La construction de l’identité de genre

Les différentes phases de la construction de l’identité sexuelle

C. Zaouche-Gaudron et V. Rouyer (2002) notent que « de plus en plus de chercheurs considèrent que l’identité sexuée nécessite d’être analysée au sein de modèles plurifactoriels et interactionnistes qui intègrent les dimensions cognitive, sociale et affective ». Plusieurs cadres théoriques permettent en effet de nous éclairer sur la question de la construction de l’identité sexuelle : la théorie psychanalytique, la théorie de l’apprentissage sociale s’intéressant à l’influence de l’imitation des modèles sexuées, ainsi que la théorie cognitivodéveloppementale. Cette dernière approche a été élaborée par Kohlberg (1966) qui a proposé plusieurs étapes dans un développement dit « normal ». Selon lui, la compréhension du genre et de sa constance par l’enfant est un processus progressif dans lequel trois stades se succèdent.

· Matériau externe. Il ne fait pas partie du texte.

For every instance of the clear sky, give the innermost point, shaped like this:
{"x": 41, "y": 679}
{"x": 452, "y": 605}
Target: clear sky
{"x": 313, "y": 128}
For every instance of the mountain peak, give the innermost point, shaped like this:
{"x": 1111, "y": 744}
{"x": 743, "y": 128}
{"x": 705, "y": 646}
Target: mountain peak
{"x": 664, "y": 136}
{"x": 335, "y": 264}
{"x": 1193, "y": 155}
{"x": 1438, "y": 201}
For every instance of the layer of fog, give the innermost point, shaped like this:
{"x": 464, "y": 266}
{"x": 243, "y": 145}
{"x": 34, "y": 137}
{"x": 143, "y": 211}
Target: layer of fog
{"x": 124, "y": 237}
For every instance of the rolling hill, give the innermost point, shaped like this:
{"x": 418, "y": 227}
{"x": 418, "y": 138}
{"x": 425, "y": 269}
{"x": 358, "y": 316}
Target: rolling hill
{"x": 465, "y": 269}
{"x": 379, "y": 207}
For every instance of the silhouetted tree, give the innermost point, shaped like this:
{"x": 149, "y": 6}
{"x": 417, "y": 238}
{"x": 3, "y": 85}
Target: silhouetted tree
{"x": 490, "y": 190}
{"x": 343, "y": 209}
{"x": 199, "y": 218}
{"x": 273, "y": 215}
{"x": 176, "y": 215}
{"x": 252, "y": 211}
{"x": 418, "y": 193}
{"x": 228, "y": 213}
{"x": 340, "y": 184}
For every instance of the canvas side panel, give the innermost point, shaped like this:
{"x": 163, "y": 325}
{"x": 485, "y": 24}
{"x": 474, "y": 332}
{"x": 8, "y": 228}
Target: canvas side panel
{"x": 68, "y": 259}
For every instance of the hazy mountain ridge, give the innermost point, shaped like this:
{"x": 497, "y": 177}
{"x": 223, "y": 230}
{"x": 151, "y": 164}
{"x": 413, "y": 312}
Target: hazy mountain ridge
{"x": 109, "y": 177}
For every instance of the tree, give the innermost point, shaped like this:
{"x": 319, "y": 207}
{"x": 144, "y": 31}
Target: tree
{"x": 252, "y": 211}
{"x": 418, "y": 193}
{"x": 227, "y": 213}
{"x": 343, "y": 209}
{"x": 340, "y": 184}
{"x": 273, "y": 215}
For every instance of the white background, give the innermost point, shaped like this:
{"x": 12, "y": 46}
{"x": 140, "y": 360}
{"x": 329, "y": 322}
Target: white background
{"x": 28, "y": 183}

Si, selon cet auteur, l’enfant est capable dès les premiers mois de sa vie de distinguer des personnes selon leur sexe, ce n’est qu’à partir de 2 ans qu’il entre dans le stade appelé identité de genre. L’enfant peut alors distinguer les hommes des femmes à partir de caractéristiques physiques et il sait s’il est une fille ou un garçon. Entre 3 et 5 ans, Kohlberg parle d’une phase de stabilité de genre : l’enfant comprend que le genre est stable dans le temps et aux alentours de 5 ans, il comprend qu’il est aussi stable dans les situations. Ce stade correspond à la constance du genre. L’enfant intériorise cette notion de constance et passe par une phase de rigidité pendant laquelle il cherche à se conformer à son genre. Ainsi, la valeur accordée au respect des activités sexuées est à son apogée. Ce modèle s’appuie sur le processus de catégorisation : selon C. Zaouche-Gaudron et V. Rouyer (2002) « les enfants construisent, avant tout, des concepts relatifs aux caractéristiques de chacun des sexes, tout en élaborant une conception de leur propre identité ». Autrement dit, non seulement l’enfant élabore des concepts lui permettant d’organiser le monde qui l’entoure, mais ces concepts vont aussi impacter sur la représentation qu’il a de lui-même et donc impacter sur la construction de sa propre identité.

Impact des facteurs environnementaux

Plusieurs études ont montré combien l’environnement social participait à la construction et à la reproduction des normes et des rôles de sexes. L’identité de genre se construit ainsi dans différentes sphères, l’individu étant amené à se comporter différemment en fonction de ce qu’ils pensent être socialement admis dans ces différents contextes imprégnés d’une certaine séparation des rôles. Darmon (2006) parle ainsi de socialisation de genre qu’il définit comme «l’ensemble des processus par lesquels l’individu est construit […] par la société globale et locale dans laquelle il vit, processus au cours desquels l’individu acquiert […] des façons de faire, de penser et d’être qui sont situées socialement».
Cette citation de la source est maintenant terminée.